When Glenda Aleman Moheeputh, OD, of Hialeah, Florida, was attending a meeting of orthokeratology practitioners, her colleagues seemed skeptical that she could provide ortho-k services in an independent practice inside a
Walmart store. At first, she was, too. But the more she thought about it, the more she liked the idea.
Then she began to see that it was a matter of necessity. “There’s no reason why anyone should be deprived of at least knowing about such a great treatment option. Just because these patients shop in Walmart, should they not have that option? That’s just not fair,” she says.
Dr. Moheeputh’s loyalty to Walmart and Vision Center customers and patients runs deep. When she was attending optometry school at Nova Southeastern University College of Optometry, she knew that she wanted to operate an independent practice located inside a Walmart. She began working for the company in 1999 as a sales associate, and then found her way into the Vision Center, where she became a manager and a licensed optician. She kept that job all through optometry school. She went to work in a New
York practice that specialized in orthokeratology after her 2017 graduation because she had her New York license immediately.
When her Florida license came through, she moved back to Florida. “This is a primary care, family practice, but myopia control is one of my priorities and passions. Anytime that I see a patient who has progressive myopia, I’m going to talk about the range of treatment options: soft contact lenses, eyeglasses and orthokeratology. I’ll emphasize that orthokeratology is the only one of those options
that can slow the advancement of myopia,” she says.
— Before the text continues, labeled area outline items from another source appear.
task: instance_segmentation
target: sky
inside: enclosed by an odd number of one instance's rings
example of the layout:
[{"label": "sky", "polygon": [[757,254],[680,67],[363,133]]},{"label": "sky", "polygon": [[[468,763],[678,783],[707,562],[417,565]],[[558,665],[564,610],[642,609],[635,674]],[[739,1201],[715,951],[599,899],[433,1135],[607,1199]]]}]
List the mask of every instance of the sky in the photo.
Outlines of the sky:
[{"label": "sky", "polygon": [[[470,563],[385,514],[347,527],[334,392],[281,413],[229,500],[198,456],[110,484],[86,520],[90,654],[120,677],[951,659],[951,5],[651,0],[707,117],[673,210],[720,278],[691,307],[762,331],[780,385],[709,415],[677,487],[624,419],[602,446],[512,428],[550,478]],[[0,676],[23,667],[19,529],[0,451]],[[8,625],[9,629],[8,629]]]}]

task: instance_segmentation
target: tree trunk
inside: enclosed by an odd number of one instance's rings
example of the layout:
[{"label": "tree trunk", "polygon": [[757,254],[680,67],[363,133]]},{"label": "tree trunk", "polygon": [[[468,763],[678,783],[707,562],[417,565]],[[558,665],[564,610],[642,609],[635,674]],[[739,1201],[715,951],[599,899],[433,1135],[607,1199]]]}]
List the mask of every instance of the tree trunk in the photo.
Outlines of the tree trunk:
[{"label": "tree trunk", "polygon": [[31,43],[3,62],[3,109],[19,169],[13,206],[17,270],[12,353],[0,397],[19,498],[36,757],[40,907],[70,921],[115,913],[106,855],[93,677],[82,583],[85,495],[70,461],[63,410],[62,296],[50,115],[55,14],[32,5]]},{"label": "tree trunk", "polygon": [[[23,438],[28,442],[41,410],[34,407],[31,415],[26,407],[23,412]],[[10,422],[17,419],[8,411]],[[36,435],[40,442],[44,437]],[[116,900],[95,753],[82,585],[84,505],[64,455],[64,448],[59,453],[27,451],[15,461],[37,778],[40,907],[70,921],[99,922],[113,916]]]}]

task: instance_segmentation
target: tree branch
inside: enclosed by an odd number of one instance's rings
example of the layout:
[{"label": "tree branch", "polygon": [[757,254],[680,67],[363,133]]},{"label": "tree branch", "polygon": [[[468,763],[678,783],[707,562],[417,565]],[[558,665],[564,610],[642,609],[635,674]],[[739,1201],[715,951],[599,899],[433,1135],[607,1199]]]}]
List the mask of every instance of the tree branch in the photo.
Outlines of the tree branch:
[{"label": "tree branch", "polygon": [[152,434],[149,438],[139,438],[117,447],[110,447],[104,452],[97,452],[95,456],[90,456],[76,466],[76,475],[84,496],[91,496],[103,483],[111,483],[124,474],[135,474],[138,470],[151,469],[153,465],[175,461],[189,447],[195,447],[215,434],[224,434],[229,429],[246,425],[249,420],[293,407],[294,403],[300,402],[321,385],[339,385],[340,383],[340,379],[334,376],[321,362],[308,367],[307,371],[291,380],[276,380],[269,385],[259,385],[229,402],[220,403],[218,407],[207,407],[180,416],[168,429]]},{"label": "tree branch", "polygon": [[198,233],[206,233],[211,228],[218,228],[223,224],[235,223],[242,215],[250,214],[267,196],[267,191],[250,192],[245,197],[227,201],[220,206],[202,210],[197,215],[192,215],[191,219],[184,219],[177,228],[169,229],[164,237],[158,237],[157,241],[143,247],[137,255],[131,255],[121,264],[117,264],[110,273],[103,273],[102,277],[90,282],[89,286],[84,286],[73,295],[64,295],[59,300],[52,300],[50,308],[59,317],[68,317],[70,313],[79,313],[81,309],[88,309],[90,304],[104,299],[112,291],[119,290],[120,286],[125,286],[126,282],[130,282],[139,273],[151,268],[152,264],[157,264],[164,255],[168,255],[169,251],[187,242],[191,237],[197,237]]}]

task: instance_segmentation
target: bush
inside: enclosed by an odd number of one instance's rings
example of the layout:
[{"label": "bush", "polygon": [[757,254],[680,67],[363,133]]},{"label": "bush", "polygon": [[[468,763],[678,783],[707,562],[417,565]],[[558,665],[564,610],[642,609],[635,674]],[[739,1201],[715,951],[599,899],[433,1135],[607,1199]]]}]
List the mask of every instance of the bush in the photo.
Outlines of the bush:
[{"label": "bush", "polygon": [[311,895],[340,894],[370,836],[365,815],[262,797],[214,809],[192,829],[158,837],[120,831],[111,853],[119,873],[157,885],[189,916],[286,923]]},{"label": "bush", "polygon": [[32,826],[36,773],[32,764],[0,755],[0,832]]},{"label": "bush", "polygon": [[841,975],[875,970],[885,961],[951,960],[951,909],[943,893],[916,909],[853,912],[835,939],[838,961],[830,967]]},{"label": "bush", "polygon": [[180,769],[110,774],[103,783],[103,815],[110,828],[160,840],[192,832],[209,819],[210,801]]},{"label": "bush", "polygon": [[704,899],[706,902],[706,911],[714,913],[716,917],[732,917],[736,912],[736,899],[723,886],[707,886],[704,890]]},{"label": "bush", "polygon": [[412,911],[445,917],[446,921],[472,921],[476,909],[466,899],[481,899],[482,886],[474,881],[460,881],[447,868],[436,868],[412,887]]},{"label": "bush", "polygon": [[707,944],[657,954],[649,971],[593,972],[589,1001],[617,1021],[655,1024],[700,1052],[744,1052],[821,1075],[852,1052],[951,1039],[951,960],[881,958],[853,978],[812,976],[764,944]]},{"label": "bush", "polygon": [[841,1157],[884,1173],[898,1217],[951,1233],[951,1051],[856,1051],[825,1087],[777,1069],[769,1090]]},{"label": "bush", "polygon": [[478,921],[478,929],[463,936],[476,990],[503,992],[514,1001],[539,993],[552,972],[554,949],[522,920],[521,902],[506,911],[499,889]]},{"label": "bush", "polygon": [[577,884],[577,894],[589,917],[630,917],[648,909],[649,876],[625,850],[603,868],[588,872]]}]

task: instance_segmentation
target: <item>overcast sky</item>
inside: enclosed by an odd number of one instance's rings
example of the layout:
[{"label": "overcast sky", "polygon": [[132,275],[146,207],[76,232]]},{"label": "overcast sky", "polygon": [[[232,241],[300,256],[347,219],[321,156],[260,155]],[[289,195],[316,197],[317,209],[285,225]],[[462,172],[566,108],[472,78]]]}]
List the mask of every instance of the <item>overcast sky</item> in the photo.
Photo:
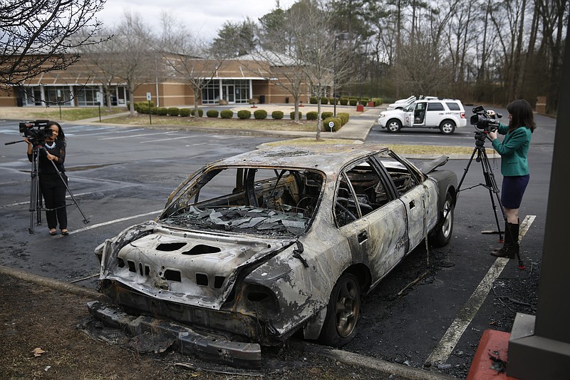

The effort is working. Within months, she had her first patients, and others were setting up appointments. “Even parents with lower incomes are very interested in this option because they don’t want to see their child’s myopia progress the way that theirs did,” she says. “Even if they choose not to pursue the option this year, I’m introducing it and they may change their mind next year. Almost all of them say that they had never heard that this was an option for their child—and that’s not right.”
For now, Dr. Moheeputh, a member of the American Academy of Orthokeratology and Myopia Control, and her office manager are working on spreading the news that the practice enjoys seeing children and that vision and learning are distinctly related. “So many children are misdiagnosed as having learning disabilities or behavioral problems, when the issues might be solved through corrective
eyewear or vision therapy,” she says.
While she does not offer vision therapy, she will explain the benefits to patients and provide a referral to eye care providers who
offer those services. She is also planning to visit pediatricians’ offices, school nurses and parent and teacher organizations
in the region. “One of my new patients brought her three children in after I had seen her, and she was so pleased with the
quality of the exam that she invited us to host an event at the school where she works,” Dr. Moheeputh says.
She’s adamant that young patients and their parents are aware of the important connection between learning and seeing clearly. Instead of wondering whether orthokeratology can be offered in an independent doctor’s office inside Walmart, she wonders why a practitioner would not offer young patients every option to control myopia.